The Ominous Lesson Behind The Old Dominion Pub Closure…

Posted on Posted in Anheuser-Busch, Odds and Ends, Old Dominion

I know that things have been pretty quiet, what with no posts this almost finished month. I’ve been traveling quite a bit, including several weeks in Seattle and Alaska (including interviews with Geoff Larson and Dick Cantwell). And my return has been filled with legal catch-up. And so it was the news today that Old Dominion Brewing has closed its on-site pub that punctures the silence.

I’ve written quite a bit about Old Dominion and its pub over the years as I’ve long enjoyed the place. I had one of my first tripels here about a decade ago and can remember the experience. I’ve returned many times since then and have shared the trepidation felt by other Old Dominion fans over the brewery’s roller coaster last year-and-a-half. In the beginning, the changes experienced after the sale by Jerry Bailey and investors to Coastal Brewing (51/49 split of Fordham Brewing and Anheuser-Busch) were actually smaller than expected. The pub closed for a while and underwent some needed cosmetic changes. Staff were required to wear uniforms, loud live music was added, and Anheuser-Busch’s product line appeared in the bar. I was even impressed during a visit this summer to see how the brewing staff, which is made up of many new faces, exuded a sense of excitement over future projects (including special weekday releases, small batch offerings, and perhaps the longest lagered Octoberfest in the world).

Long time regulars, however, never really got over the changes, however small they might have been.
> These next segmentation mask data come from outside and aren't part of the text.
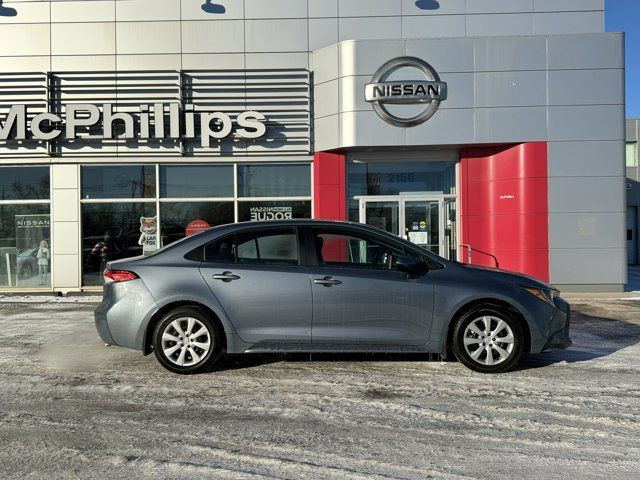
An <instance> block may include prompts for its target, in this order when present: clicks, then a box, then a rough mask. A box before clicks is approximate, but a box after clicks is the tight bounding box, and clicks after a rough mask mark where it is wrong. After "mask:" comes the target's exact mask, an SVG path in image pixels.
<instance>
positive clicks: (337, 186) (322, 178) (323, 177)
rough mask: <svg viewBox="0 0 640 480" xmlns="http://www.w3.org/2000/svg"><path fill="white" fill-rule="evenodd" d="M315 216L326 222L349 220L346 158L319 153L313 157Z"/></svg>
mask: <svg viewBox="0 0 640 480" xmlns="http://www.w3.org/2000/svg"><path fill="white" fill-rule="evenodd" d="M313 216H314V218H319V219H324V220H345V219H346V218H347V179H346V163H345V157H344V155H342V154H339V153H326V152H317V153H316V154H315V155H314V157H313Z"/></svg>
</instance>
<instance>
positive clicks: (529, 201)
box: [460, 142, 549, 282]
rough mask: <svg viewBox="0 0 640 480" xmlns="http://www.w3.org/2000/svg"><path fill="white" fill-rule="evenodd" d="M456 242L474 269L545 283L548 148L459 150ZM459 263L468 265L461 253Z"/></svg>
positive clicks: (502, 146) (522, 148)
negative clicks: (496, 272) (485, 270)
mask: <svg viewBox="0 0 640 480" xmlns="http://www.w3.org/2000/svg"><path fill="white" fill-rule="evenodd" d="M460 208H461V239H462V241H461V243H463V244H467V245H470V246H471V247H472V248H473V251H472V262H471V263H473V264H475V265H485V266H492V267H493V266H496V261H497V263H498V266H499V267H500V268H502V269H505V270H511V271H515V272H520V273H525V274H528V275H531V276H534V277H537V278H539V279H541V280H543V281H547V282H548V281H549V226H548V225H549V208H548V197H547V144H546V143H544V142H536V143H522V144H518V145H509V146H501V147H484V148H469V149H464V150H463V151H462V153H461V160H460ZM461 250H462V260H463V261H468V254H467V249H466V248H464V247H463V248H462V249H461Z"/></svg>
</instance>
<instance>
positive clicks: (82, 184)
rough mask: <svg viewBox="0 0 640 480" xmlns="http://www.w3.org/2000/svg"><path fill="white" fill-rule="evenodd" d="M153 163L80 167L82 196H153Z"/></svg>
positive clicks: (115, 197)
mask: <svg viewBox="0 0 640 480" xmlns="http://www.w3.org/2000/svg"><path fill="white" fill-rule="evenodd" d="M155 196H156V170H155V165H122V166H120V165H118V166H90V167H82V198H84V199H93V198H154V197H155Z"/></svg>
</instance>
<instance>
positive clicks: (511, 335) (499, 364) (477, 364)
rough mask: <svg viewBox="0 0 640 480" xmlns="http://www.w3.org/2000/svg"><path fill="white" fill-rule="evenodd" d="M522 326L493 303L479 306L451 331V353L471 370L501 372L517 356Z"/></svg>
mask: <svg viewBox="0 0 640 480" xmlns="http://www.w3.org/2000/svg"><path fill="white" fill-rule="evenodd" d="M523 340H524V339H523V333H522V328H521V327H520V324H519V323H518V321H517V320H516V319H515V318H514V317H513V315H511V314H510V313H509V312H507V311H504V310H502V309H500V308H497V307H493V306H489V305H487V306H479V307H476V308H474V309H472V310H471V311H469V312H467V313H465V314H464V315H462V317H460V318H459V319H458V321H457V322H456V325H455V328H454V331H453V345H452V348H453V353H454V355H455V356H456V358H457V359H458V360H459V361H460V363H462V364H463V365H465V366H466V367H468V368H470V369H471V370H475V371H476V372H482V373H502V372H506V371H507V370H509V369H510V368H511V367H513V365H515V363H516V362H517V361H518V360H519V359H520V355H521V354H522V347H523V344H524V341H523Z"/></svg>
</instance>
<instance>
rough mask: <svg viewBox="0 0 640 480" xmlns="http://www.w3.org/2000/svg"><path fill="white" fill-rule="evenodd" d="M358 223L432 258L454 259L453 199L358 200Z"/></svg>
mask: <svg viewBox="0 0 640 480" xmlns="http://www.w3.org/2000/svg"><path fill="white" fill-rule="evenodd" d="M358 201H359V202H360V222H361V223H366V224H368V225H372V226H375V227H378V228H381V229H382V230H385V231H387V232H389V233H392V234H394V235H398V236H402V237H403V238H406V239H407V240H409V241H410V242H413V243H415V244H416V245H420V246H421V247H423V248H426V249H427V250H430V251H432V252H433V253H435V254H436V255H440V256H442V257H444V258H448V259H453V260H455V259H456V257H457V237H456V199H455V198H449V197H447V198H445V197H444V196H438V195H429V196H423V195H394V196H388V197H386V196H385V197H382V196H374V197H359V198H358Z"/></svg>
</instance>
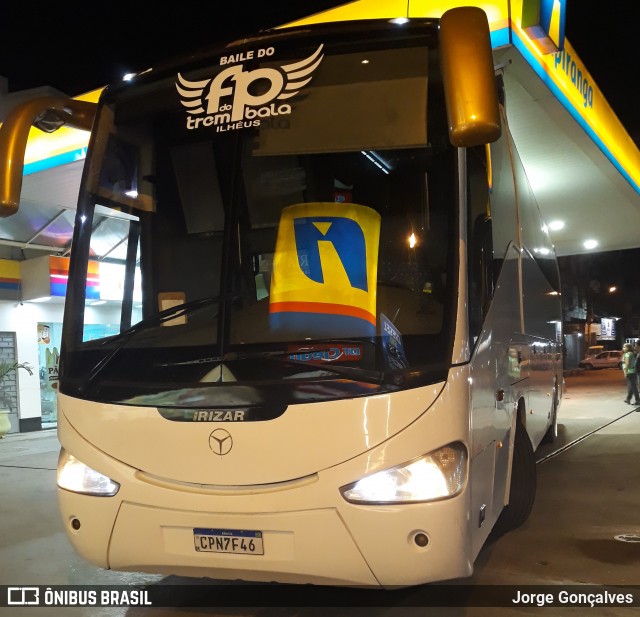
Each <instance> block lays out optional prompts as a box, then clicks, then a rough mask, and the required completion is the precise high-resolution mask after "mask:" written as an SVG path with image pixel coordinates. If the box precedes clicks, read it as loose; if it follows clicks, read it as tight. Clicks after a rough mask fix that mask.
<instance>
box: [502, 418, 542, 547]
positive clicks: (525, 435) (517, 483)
mask: <svg viewBox="0 0 640 617" xmlns="http://www.w3.org/2000/svg"><path fill="white" fill-rule="evenodd" d="M535 496H536V460H535V457H534V454H533V446H532V445H531V440H530V439H529V435H527V430H526V429H525V427H524V425H523V424H522V423H521V422H520V420H517V421H516V434H515V438H514V443H513V462H512V464H511V484H510V490H509V505H507V506H505V508H504V510H503V511H502V513H501V514H500V517H499V518H498V521H497V523H496V526H495V527H496V529H495V530H496V531H497V533H499V534H503V533H506V532H508V531H512V530H513V529H517V528H518V527H520V526H521V525H522V524H523V523H524V522H525V521H526V520H527V519H528V518H529V514H531V510H532V509H533V502H534V501H535Z"/></svg>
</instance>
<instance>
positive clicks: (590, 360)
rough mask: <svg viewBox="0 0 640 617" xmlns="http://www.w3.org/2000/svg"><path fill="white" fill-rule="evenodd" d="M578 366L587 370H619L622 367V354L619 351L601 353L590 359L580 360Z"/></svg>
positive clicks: (617, 350)
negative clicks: (598, 369)
mask: <svg viewBox="0 0 640 617" xmlns="http://www.w3.org/2000/svg"><path fill="white" fill-rule="evenodd" d="M579 366H580V368H584V369H587V370H591V369H594V368H620V367H621V366H622V352H621V351H619V350H615V351H601V352H600V353H599V354H596V355H595V356H593V357H591V358H585V359H584V360H581V361H580V364H579Z"/></svg>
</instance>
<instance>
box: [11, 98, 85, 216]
mask: <svg viewBox="0 0 640 617" xmlns="http://www.w3.org/2000/svg"><path fill="white" fill-rule="evenodd" d="M96 109H97V104H96V103H91V102H88V101H80V100H77V99H71V98H64V97H39V98H35V99H31V100H29V101H25V102H24V103H21V104H20V105H17V106H16V107H14V108H13V109H12V110H11V111H10V112H9V114H8V115H7V117H6V119H5V120H4V122H3V123H2V126H1V127H0V218H1V217H6V216H10V215H11V214H14V213H15V212H17V211H18V207H19V205H20V191H21V190H22V174H23V172H24V156H25V152H26V149H27V140H28V138H29V131H30V129H31V127H32V126H36V127H38V128H39V129H41V130H43V131H45V132H48V133H50V132H53V131H56V130H57V129H59V128H60V127H62V126H68V127H70V128H74V129H81V130H83V131H90V130H91V127H92V125H93V120H94V118H95V115H96Z"/></svg>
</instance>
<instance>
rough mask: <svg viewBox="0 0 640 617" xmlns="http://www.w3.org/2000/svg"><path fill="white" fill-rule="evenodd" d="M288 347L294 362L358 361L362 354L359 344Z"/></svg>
mask: <svg viewBox="0 0 640 617" xmlns="http://www.w3.org/2000/svg"><path fill="white" fill-rule="evenodd" d="M289 349H290V351H291V354H290V355H289V359H290V360H294V361H296V362H359V361H360V360H362V356H363V354H362V346H361V345H341V344H335V345H314V346H313V347H290V348H289Z"/></svg>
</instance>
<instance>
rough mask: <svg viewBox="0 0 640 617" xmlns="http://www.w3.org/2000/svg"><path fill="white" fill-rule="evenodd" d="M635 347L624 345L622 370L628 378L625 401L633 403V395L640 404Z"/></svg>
mask: <svg viewBox="0 0 640 617" xmlns="http://www.w3.org/2000/svg"><path fill="white" fill-rule="evenodd" d="M637 357H638V356H637V354H636V352H635V349H634V348H633V347H632V346H631V345H630V344H629V343H625V344H624V345H623V347H622V372H623V373H624V376H625V378H626V380H627V398H626V399H624V402H625V403H627V404H628V405H631V397H632V396H633V399H634V404H636V405H640V395H639V394H638V376H637V375H636V359H637Z"/></svg>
Attendance at the pub slowed to a crawl and the writing was on the wall. The departure in July of Scott Zetterstrom, Coastal’s vice-president of Brewing Operations who had a long history with Old Dominion, was a sign portending recent events that many of us missed.

So it was with mild surprise but not shock that I learned of the closing this morning. I think at this point the real question for Old Dominion fans is what will become of the brands and the brewery in the future. As Coastal runs another brewery in Dover, Delaware*–one that is large enough with expansion to cover all the company’s brands–the inefficiencies of running two small facilities will inevitably lead to a consolidation of production. As the company’s corporate parents are located in Annapolis, and the pub is now closed, it’s not difficult to see where things are headed. I don’t know how long Old Dominion’s lease on the property runs (a sufficiently long time I would venture from Coastal’s attempt to salvage the pub) but I wouldn’t expect Old Dominion’s Ashburn brewery to remain open any longer than Coastal can control.
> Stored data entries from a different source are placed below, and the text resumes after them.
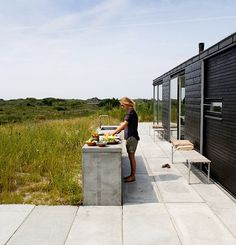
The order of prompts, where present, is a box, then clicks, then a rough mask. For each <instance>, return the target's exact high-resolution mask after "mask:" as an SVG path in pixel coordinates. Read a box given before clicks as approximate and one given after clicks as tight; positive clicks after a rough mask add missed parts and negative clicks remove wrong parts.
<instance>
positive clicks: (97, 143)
mask: <svg viewBox="0 0 236 245" xmlns="http://www.w3.org/2000/svg"><path fill="white" fill-rule="evenodd" d="M106 145H107V143H105V142H98V143H97V146H99V147H105V146H106Z"/></svg>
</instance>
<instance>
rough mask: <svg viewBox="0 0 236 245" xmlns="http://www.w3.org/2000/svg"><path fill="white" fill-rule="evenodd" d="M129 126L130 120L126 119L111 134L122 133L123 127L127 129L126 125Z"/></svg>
mask: <svg viewBox="0 0 236 245" xmlns="http://www.w3.org/2000/svg"><path fill="white" fill-rule="evenodd" d="M127 126H128V121H124V122H122V123H121V124H120V126H119V127H118V128H117V129H116V130H115V131H113V132H112V133H111V134H112V135H115V134H118V133H120V132H121V131H122V130H123V129H125V128H126V127H127Z"/></svg>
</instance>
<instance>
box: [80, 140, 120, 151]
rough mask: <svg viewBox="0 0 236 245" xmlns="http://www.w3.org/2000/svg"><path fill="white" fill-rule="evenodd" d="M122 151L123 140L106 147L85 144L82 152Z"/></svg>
mask: <svg viewBox="0 0 236 245" xmlns="http://www.w3.org/2000/svg"><path fill="white" fill-rule="evenodd" d="M121 151H122V141H121V142H120V143H118V144H115V145H109V144H108V145H106V146H105V147H99V146H88V145H87V144H85V145H84V146H83V148H82V152H83V153H85V152H96V153H110V152H121Z"/></svg>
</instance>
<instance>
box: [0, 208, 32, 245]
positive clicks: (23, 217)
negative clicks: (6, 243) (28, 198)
mask: <svg viewBox="0 0 236 245" xmlns="http://www.w3.org/2000/svg"><path fill="white" fill-rule="evenodd" d="M34 207H35V206H34V205H17V204H11V205H0V244H5V243H6V242H7V241H8V240H9V239H10V238H11V236H12V235H13V234H14V233H15V231H16V230H17V229H18V228H19V226H20V225H21V224H22V223H23V222H24V220H25V219H26V218H27V217H28V215H29V214H30V212H31V211H32V210H33V208H34Z"/></svg>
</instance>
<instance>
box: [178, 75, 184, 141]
mask: <svg viewBox="0 0 236 245" xmlns="http://www.w3.org/2000/svg"><path fill="white" fill-rule="evenodd" d="M178 80H179V115H180V116H179V139H181V140H183V139H184V124H185V76H179V77H178Z"/></svg>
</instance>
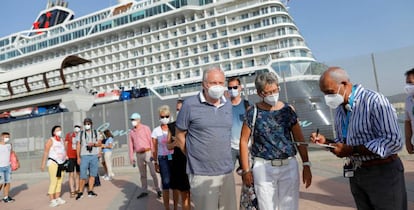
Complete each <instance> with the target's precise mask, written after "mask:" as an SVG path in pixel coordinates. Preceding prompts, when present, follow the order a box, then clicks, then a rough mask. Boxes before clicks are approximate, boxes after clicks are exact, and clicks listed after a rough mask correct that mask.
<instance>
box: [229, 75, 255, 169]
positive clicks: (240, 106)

Beyond the physical brewery, the future of the Old Dominion brands is another questionable issue. Reports on the availability of the brewery’s products following the Coastal acquisition have been mixed. Old Dominion has always had distribution problems and a real inability to grow, despite substantial, industry-wide success in the craft segment. According to statistics provided by the Brewers Association, Old Dominion produced 24,306 barrels in 2003, 26,827 in 2004, 27,517 in 2005, 22,421 in 2006, and an anemic 19,000 in 2007, a 34-percentage drop in the last two years of production despite double-digit growth among its craft competitors.

Coastal itself may have some issues to deal with as well. As I write about in the next issue of BeerAdvocate Magazine and elsewhere on this site, craft beer partners of Anheuser-Busch have to be concerned about the effect the merger with InBev will have on their operations and place in the corporate pecking order. In a business sphere where the corporate parent is producing several hundred million barrels of beer per year, how much interest do you think the company, especially one with InBev’s track record towards small breweries, will have for a measly 19,000 barrels? Or even for one with 88,000 barrels (Goose Island), 253,000 barrels (Widmer), or 206,000 barrels (Redhook)?
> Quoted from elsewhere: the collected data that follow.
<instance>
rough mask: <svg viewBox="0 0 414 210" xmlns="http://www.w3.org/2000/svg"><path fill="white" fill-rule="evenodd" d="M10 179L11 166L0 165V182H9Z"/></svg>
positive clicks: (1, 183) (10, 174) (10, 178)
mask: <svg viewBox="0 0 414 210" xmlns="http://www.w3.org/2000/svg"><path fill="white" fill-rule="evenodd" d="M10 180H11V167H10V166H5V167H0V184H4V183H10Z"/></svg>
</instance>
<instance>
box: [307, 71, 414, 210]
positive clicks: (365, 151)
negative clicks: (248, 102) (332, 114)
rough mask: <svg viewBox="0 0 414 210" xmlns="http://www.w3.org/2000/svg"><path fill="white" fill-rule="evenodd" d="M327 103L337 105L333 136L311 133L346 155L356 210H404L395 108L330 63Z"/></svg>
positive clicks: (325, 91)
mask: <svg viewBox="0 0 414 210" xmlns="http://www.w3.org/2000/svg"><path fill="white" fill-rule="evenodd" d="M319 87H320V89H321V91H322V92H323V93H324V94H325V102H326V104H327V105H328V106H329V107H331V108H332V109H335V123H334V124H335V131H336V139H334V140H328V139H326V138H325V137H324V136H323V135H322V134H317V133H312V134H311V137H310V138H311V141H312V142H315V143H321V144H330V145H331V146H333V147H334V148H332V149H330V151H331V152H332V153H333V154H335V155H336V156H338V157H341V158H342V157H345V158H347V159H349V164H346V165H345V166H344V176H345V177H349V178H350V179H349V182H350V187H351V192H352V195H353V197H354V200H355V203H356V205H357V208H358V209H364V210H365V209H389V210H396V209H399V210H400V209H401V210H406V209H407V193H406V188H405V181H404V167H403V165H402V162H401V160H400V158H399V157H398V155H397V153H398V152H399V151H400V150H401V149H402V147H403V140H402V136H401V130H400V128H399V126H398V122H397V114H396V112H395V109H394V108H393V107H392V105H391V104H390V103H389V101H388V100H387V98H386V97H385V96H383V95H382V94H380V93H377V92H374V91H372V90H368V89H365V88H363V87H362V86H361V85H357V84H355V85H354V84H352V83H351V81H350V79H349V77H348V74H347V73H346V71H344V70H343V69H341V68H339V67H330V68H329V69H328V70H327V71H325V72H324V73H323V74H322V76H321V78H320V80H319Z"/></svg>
We now live in an era where craft consolidations, either within the niche or outside of it, will become the rule rather than the exception. From the biggest breweries to the smallest nano-outfits, corporate and estate transitions will require greater discussion and consideration in the near future. Change is coming; Old Dominion is just an early warning.

*Correction: The article originally referenced Annapolis, Maryland, instead of the Dover, Delaware brewery.